Aventures extraordinaires d'un savant russe; I. La lune
Chapter 26
--Vous n'ignorez pas, mon cher ami, que dans le spectre solaire, on a distingué une quantité de petites _raies_ noires ou coloriées situées toujours à la même place et dans la même couleur. Grâce à ces points de repères fondamentaux, on a pu imaginer la _spectroscopie_, science qui permet de reconnaître la composition d'un corps,--quel qu'il soit,--dont on observe le spectre lumineux, en identifiant ses couleurs et ses lignes avec les couleurs et les lignes du spectre des corps connus. C'est grâce à cette méthode que l'on sait, à n'en pas douter, qu'il y a du fer, du magnésium, du zinc en combustion dans notre _Soleil_, de l'hydrogène dans _Vega_, de l'or, du platine, du cuivre en fusion dans d'autres astres.
Il se tut un moment, visa avec sa lunette les contreforts des Karpathes puis, secouant la tête, il reprit:
--Ce que je viens de vous dire a pour but de vous expliquer comment, de l'observatoire de Saint-Pétersbourg et grâce à des recherches spectroscopiques minutieuses, j'ai reconnu dans les flammes des volcans lunaires en activité, une substance qui a la propriété d'être attirée vers la lumière; j'ai soigneusement relevé les raies et les couleurs de cette substance, je les ai reportées sur ce verre dépoli disposé dans le milieu de ma lunette. En sorte qu'en visant à l'aide de cette lunette spectroscopique les divers objets à ma portée, le spectre de ces objets vient se superposer sur celui qui est déjà peint et gravé sur le verre; je compare, et lorsque j'aurai identifié les deux spectres, c'est que la matière visée est bien celle que je recherche.
--Est-ce cette matière qui vous permettra de continuer votre voyage? demanda Gontran, dont le visage reflétait un ahurissement profond.
Fricoulet s'était approché et une flamme railleuse brillait dans ses yeux.

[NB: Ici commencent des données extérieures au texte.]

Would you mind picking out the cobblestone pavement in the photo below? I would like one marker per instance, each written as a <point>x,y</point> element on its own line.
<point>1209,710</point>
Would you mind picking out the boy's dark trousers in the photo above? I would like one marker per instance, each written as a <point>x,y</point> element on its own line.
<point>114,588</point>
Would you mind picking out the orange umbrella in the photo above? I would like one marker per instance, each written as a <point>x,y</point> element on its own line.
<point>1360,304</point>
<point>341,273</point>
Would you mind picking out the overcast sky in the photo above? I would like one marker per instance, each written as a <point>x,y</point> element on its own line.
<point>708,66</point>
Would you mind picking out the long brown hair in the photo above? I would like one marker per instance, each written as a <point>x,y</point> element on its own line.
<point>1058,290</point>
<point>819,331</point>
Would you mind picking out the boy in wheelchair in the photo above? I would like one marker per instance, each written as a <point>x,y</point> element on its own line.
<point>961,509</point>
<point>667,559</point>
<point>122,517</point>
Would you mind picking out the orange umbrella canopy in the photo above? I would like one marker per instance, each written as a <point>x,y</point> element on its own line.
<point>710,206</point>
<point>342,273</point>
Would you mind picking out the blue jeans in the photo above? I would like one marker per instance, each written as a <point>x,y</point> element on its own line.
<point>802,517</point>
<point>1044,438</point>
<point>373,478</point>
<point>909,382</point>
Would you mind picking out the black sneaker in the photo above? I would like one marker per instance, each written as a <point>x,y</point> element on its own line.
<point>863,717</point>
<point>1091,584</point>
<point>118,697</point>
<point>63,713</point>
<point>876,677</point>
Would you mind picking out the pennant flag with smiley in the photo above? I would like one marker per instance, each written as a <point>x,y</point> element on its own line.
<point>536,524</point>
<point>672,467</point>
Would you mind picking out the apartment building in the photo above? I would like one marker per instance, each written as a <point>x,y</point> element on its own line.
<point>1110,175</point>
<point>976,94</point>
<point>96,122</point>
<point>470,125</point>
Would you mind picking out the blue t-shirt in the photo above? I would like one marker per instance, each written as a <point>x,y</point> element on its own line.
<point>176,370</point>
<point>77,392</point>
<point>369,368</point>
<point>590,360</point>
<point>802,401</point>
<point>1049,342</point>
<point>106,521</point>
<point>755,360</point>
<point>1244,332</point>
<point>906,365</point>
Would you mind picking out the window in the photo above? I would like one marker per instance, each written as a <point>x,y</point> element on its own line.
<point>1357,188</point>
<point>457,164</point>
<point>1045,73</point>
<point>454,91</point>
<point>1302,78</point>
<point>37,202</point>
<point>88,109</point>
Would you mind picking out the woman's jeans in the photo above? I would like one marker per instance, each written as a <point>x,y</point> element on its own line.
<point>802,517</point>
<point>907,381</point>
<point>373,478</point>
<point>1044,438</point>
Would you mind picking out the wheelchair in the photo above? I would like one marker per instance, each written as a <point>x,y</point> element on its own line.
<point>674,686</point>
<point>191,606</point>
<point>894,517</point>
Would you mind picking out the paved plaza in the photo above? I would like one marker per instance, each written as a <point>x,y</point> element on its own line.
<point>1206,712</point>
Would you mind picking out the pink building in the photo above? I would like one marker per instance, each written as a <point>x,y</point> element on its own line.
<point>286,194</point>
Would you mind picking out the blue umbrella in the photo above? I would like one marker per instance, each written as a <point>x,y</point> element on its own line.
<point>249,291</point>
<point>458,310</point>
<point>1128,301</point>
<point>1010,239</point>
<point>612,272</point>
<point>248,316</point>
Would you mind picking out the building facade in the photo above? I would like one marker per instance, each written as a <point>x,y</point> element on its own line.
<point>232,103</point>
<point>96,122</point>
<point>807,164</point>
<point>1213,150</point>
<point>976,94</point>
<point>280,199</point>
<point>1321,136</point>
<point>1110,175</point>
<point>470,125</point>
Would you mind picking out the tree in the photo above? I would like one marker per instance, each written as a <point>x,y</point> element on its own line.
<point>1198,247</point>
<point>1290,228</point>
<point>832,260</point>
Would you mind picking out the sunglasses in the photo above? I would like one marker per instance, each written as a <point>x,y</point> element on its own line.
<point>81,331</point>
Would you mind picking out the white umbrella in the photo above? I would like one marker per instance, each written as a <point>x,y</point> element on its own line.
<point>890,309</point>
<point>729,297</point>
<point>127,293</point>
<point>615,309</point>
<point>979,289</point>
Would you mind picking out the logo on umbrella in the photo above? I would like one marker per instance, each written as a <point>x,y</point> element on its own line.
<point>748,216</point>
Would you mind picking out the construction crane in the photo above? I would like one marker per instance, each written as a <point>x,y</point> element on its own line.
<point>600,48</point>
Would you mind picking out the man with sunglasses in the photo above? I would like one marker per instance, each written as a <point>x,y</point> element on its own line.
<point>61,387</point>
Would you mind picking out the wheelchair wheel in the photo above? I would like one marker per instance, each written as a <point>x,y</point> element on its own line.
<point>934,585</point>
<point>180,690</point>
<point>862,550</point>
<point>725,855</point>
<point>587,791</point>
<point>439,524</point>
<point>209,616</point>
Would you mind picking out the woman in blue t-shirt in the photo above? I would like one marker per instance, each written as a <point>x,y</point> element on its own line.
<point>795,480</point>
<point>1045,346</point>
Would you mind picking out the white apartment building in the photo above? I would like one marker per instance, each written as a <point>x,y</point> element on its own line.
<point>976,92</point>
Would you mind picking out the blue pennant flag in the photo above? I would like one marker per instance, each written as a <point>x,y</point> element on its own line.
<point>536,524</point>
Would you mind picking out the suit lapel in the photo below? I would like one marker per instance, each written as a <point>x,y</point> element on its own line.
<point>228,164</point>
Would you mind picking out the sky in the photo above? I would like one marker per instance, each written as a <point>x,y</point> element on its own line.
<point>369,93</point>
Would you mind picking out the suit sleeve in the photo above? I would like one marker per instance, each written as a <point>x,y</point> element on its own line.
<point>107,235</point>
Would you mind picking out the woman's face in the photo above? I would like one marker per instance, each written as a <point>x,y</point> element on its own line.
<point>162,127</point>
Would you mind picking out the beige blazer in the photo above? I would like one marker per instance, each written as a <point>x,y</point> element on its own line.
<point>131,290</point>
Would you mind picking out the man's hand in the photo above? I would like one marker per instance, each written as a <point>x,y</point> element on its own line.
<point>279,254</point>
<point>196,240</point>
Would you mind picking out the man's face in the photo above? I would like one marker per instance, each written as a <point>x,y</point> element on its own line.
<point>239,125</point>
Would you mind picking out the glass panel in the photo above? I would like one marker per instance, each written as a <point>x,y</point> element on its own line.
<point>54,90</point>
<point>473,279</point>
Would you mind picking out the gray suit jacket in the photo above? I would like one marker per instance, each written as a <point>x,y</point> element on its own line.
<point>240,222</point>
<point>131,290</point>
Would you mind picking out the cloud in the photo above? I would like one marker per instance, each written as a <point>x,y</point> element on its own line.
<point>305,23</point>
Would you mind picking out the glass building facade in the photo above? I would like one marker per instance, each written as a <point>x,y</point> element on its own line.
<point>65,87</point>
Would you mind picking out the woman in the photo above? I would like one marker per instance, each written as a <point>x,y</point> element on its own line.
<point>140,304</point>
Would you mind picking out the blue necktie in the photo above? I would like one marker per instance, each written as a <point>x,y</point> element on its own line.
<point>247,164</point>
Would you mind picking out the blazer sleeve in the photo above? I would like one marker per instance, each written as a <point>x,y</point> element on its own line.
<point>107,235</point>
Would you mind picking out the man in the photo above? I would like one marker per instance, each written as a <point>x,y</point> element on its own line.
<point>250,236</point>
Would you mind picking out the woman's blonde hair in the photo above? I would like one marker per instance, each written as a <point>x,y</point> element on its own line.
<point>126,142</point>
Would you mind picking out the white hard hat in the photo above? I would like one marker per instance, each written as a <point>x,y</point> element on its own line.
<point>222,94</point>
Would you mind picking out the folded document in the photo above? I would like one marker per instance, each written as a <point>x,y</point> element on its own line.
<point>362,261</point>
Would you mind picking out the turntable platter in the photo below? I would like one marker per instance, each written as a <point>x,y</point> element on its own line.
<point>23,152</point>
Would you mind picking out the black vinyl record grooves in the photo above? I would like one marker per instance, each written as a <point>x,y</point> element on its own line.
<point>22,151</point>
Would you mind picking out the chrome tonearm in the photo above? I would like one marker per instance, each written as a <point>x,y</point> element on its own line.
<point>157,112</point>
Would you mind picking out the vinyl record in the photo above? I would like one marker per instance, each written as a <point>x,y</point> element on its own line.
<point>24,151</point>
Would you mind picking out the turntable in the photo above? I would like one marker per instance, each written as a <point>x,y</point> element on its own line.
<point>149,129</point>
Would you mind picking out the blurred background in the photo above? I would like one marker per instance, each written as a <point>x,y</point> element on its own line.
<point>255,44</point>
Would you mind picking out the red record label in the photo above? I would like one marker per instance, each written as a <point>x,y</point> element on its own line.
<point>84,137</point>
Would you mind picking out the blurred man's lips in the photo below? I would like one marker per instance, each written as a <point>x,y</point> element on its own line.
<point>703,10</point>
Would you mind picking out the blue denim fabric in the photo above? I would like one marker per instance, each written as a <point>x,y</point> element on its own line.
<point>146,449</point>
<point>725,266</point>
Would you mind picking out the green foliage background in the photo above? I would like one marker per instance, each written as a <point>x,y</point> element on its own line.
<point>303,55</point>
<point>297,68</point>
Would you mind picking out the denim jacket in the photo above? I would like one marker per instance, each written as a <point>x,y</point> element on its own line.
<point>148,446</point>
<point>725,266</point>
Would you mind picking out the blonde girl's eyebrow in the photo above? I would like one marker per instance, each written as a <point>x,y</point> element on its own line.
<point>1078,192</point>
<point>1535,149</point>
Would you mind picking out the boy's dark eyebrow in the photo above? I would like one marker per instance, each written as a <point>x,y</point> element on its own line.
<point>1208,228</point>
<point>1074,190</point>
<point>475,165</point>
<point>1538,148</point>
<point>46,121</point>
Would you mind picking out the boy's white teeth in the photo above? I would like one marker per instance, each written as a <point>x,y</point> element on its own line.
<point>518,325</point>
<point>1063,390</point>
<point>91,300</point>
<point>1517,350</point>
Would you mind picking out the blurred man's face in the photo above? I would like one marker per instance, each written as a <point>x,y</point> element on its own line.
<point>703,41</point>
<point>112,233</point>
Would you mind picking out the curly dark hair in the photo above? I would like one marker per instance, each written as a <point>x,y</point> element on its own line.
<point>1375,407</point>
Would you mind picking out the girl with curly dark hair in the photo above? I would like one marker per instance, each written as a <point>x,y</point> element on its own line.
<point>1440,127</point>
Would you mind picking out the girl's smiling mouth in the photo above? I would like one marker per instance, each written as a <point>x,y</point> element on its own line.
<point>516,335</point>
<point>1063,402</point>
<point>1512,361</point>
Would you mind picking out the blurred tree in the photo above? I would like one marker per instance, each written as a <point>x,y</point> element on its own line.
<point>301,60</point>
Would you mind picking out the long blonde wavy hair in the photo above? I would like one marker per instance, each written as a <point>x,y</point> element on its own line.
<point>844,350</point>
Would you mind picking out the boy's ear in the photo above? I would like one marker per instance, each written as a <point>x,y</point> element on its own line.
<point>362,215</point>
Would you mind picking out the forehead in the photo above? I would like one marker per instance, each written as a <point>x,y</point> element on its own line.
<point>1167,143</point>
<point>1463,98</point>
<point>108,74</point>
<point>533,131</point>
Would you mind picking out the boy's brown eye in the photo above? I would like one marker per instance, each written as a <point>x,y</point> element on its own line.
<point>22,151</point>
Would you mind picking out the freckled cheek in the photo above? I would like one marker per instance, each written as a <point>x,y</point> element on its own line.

Ossipoff le remarqua et répliqua:
--Oui, j'ai pensé à utiliser cette substance qui a la curieuse propriété de s'élancer vers la lumière.
--Mais comment l'emploierez-vous?
--Je la renfermerai dans des sphères de verre adaptées de chaque côté de notre wagon et elle nous emportera vers le soleil... Nous pourrons ainsi visiter les mondes qui se trouvent entre la terre et l'astre central.
Fricoulet demanda d'un ton narquois:
--Mais pour atterrir à notre volonté et ne pas aller nous jeter dans le brasier solaire comme un papillon qui se brûle les ailes à la flamme d'une bougie... comment vous y prendrez-vous?
Ossipoff haussa les épaules.
--Pour être maître de la direction et de la vitesse du wagon, répondit-il, il me suffira de mettre à l'abri de la lumière les récipients qui contiendront la matière en question, et, suivant la surface attirée, je précipiterai ou je ralentirai la marche.
Gontran ne put retenir cette phrase admirative:
--Vous avez réponse à tout, monsieur Ossipoff!
Le vieux savant haussa légèrement les épaules et reprit son poste d'observation à côté de Jonathan Farenheit qui, immobile à l'avant comme une statue, tenait sa lunette rivée sur le sol.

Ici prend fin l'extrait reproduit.